It is vitally important that if you suspect or have a type of pulmonary fibrosis that you have regular check ups, including a lung function test. Many hospitals are working through a backlog of patients resulting from Covid-19 and reduced capacity because of stringent and necessary cleaning routines required between appointments.

No matter what your health is like we recommend you have your physical check up as soon as possible. Contact your ILD team by phone and email explaining your current health status and length of time since your last appointment.

Will the Government be writing to clinically extremely vulnerable people?

Yes, the Government will write to everyone on the Shielded Patient List in England advising them of these changes. Emails are also being sent where individuals have registered their email address with their GP. The letters will be available online here and the main guidance page will be updated from 1 April.

• Accessible versions of the letter will be produced as soon as possible and made available on GOV.UK.

What about my medical treatment?

All respiratory teams are busy but trying to catch up with patients regarding their treatment plans. We encourage you to be proactive and get in touch with your team over the phone.

Preventing others from infecting you

If you live with others, it’s hard to keep separate from them. But you will reduce your risk of getting COVID-19 if you:

Keep 2 metres (3 steps) away from other family members, sleep on your own and use separate towels and a separate bathroom, if possible
‍‍Keep shared spaces such as kitchens, bathrooms and sitting areas well-ventilated and minimise as much as possible the time other family members spend in these areas.‍
Clean any shared bathrooms every time they are used and try to use the kitchen at different times.
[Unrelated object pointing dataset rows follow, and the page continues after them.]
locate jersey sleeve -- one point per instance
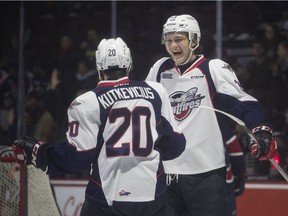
(234, 99)
(79, 151)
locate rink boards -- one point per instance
(259, 198)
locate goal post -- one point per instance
(40, 197)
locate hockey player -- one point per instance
(123, 129)
(197, 177)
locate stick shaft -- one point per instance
(252, 137)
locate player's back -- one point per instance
(129, 167)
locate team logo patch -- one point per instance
(183, 102)
(73, 104)
(124, 193)
(228, 67)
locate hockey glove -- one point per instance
(266, 147)
(29, 150)
(239, 185)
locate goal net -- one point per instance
(38, 198)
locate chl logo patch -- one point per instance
(183, 102)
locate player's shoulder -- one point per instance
(219, 64)
(158, 87)
(85, 96)
(83, 101)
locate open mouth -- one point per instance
(177, 54)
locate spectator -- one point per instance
(86, 77)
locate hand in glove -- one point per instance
(29, 150)
(266, 147)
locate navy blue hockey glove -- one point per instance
(266, 147)
(239, 185)
(29, 150)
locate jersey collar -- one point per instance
(199, 59)
(113, 82)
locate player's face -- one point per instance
(177, 45)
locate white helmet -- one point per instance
(113, 53)
(182, 23)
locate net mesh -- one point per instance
(40, 196)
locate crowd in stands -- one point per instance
(59, 56)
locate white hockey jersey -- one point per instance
(124, 129)
(210, 83)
Family cutlery and crockery should be washed well. Use a separate tea towel for the cutlery and crockery you use.‍
Get everybody in the house to wash their hands frequently (20 secs with soap), avoid touching their faces and clean frequently touched surfaces.

Note: Shielding is for your personal protection. It is your choice whether to follow the advice. Individuals who have less than six months to live or some others in special circumstances, could decide not to undertake shielding.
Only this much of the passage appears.